We can draw triangles and take a small angle approximation to predict that the barb will release when $$d^2 + \left(c+\theta b+\frac{\theta d}{2}\right)^2 > a^2$$ This condition, together with our expression for $\theta$ allows us to predict when the barbs will slip, in terms of the force applied by the instron. Because we have only modeled one deformable member in a structure where everything is deformable, it is reasonable to expect this to be a lower bound on the slipping load.

I found Mechanics of Materials by James M. Gere helpful for these derivations. I used an Ipython notebook for my notes, calculation, and graphing.

Machine Development

This week I thought a bit about spindles for my tube cutting machine. I had been imagining using an abrasive wheel from a dremel tool as my end effector, but I decided that if I'm going to put in the work to build a whole machine, I want to be able to cut shapes into the tube ends. Therefore, I think I will use a standard end mill, instead of the cutting wheel.

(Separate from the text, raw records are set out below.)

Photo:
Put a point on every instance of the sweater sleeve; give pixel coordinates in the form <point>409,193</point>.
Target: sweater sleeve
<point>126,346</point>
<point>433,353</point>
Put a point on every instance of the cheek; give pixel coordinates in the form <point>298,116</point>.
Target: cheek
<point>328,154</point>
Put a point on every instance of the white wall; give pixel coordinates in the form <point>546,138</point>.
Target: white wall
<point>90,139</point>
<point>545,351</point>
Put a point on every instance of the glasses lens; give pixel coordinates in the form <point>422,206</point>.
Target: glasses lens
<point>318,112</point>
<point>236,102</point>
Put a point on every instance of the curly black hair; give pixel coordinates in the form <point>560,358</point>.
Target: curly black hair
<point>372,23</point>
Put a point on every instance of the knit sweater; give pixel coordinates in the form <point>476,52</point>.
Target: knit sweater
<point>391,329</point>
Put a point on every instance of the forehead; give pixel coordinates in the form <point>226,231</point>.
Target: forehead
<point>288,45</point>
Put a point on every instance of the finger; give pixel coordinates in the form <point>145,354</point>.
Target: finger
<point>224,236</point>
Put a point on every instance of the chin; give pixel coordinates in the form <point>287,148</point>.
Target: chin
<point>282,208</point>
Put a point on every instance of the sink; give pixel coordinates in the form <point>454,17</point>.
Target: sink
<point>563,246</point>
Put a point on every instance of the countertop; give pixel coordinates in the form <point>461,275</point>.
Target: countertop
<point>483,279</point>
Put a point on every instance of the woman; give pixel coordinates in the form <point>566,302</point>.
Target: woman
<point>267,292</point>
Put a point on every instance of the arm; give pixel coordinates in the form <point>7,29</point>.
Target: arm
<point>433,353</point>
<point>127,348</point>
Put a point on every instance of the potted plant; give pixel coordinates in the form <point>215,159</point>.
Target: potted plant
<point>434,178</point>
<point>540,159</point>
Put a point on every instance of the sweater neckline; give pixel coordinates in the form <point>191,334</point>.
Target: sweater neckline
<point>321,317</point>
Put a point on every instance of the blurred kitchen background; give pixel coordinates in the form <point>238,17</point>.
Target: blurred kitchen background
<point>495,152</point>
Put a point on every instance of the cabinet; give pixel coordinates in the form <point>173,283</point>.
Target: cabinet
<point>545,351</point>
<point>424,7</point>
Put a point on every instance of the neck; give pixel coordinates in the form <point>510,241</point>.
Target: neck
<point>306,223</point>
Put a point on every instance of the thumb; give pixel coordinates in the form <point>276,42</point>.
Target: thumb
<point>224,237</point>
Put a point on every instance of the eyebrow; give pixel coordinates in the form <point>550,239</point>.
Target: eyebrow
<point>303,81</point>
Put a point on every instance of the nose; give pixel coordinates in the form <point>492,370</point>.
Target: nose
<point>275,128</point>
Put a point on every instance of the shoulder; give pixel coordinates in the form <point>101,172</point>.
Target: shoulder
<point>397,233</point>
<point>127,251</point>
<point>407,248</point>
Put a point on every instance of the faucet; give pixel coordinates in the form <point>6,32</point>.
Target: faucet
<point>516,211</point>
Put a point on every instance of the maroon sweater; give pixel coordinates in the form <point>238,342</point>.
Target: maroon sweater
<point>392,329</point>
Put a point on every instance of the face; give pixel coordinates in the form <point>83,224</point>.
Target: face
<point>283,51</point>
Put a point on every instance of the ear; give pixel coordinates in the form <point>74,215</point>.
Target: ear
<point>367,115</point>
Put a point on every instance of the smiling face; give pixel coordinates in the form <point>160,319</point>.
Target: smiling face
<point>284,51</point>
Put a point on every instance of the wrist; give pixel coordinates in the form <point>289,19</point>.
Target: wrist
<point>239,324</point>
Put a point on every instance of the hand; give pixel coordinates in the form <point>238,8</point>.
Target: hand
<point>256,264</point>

Some folks on the internet have done some cool stuff matching shaft sizes of pin chucks to those of brushless motors to build spindles without the need for additional bearings and belts. I liked this thought, but wanted to take it even further. The BLDC motors are so cheap and interchangeable, we can simplify things even more (and avoid potential causes of runout) by using the end mill shank as the motor shaft. Switching the shaft out of the motor requires an arbor press, but with this tool it was an easy job. For different end mills, just swap the motor!